I have to admit, my middle school survival strategy was generally just to memorize everything for the time being and forget it all so I could "learn" more in the next unit. In hindsight, this was a terrible idea, but as long as we're accepting the reality of public schooling we must accept that I'm probably not the only one who got through middle school this way. For this reason I think finals are a great idea. Well, in theory.
In theory, finals and midterms serve to reiterate the concepts that we learned throughout the entire semester, allowing us (or rather forcing us) to remember all of those lessons we learned so many months ago. In practice, however, finals and midterms generally only serve to stress students out during the month (or less) before exam week.
I mentioned on twitter that "the only thing I've learned from studying for finals is that I have a school-induced lack of self-worth." I think this negative opinion of myself regarding my personal intellectual ability that is enforced (if not caused) by exam stress is significant enough to receive its own post, but I think it's worth mentioning here that all of the studying I've been doing and the trial and error (and more error) I've endured has only made me question my ability to do anything at all. And like I said in my tweet, I think that's disgusting.
I also mentioned on twitter that "I don't even know HOW to study, let alone WHAT to study." In my experience, teachers generally just tell you to "manage your time wisely," leaving what to do with that wisely managed time a complete mystery. I take an awful lot of courses, but not a single one provides any sort of instruction on how the heck we're supposed to deal with them all.
I've spent a lot of time on Google searching "how to study" and the results generally resemble what teachers will commonly tell you: manage your time (don't cram), form a study group, make flashcards, all of those run-of-the-mill tips that are basically common knowledge. But I take 7 courses with approximately 4 units each and when I sit down to study, I don't even know where to start. About here is where I usually provide some input on how to actually implement change in the way things currently are, and while I can't provide any sort of advice for students (I'll tell you once I figure it out), I think I can lay down some sort of idea of ways I wish teachers would help.

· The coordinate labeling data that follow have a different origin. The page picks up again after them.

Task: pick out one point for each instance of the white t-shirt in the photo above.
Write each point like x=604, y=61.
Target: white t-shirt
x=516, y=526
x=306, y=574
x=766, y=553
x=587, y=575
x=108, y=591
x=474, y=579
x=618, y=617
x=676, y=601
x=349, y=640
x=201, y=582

- First and foremost, the way a couple of my teachers have helped students study was to give out study sheets and packets with a general idea of what will be on the test. In many cases, this is a lot of help, however without the actual answers to the questions, the point is basically moot. It's just another assignment. Questions without answers are better than nothing, but the best thing to do is probably to actually review the answers before the test. The only thing worse for a student than having no answers is having the wrong answers. Or maybe they're just the same thing: worthless.
- Another good strategy that I've seen is to provide a sufficient amount of time during class to review rather than to just go on with another lesson. Probably the most stressful part of this whole concept is keeping up with studying for finals and whatever new unit the teacher has in store for us that won't even be on this exam.
- The last idea I have, one which I've never seen done, is to not wait until the finals are approaching to review previous material. Maybe it would be a good idea to have a test that combines everything your students have learned in the past units once after every unit. A test after unit 2 that combines units 1 and 2, a test after unit 3 that combines units 1, 2, and 3, so on and so forth. Your students might hate you for that, though. Maybe it's not such a good idea.
*Personal note: I don't know if I've spent this entire blog post just complaining about midterms. If I have, I apologize wholeheartedly. The general point that I'm trying to make here is that midterms are very stressful and I think that this could be prevented by more thorough preparation. To be honest, I've been struggling with thinking straight for the past month because of stress. And before you ask: yes, I should probably be studying right now.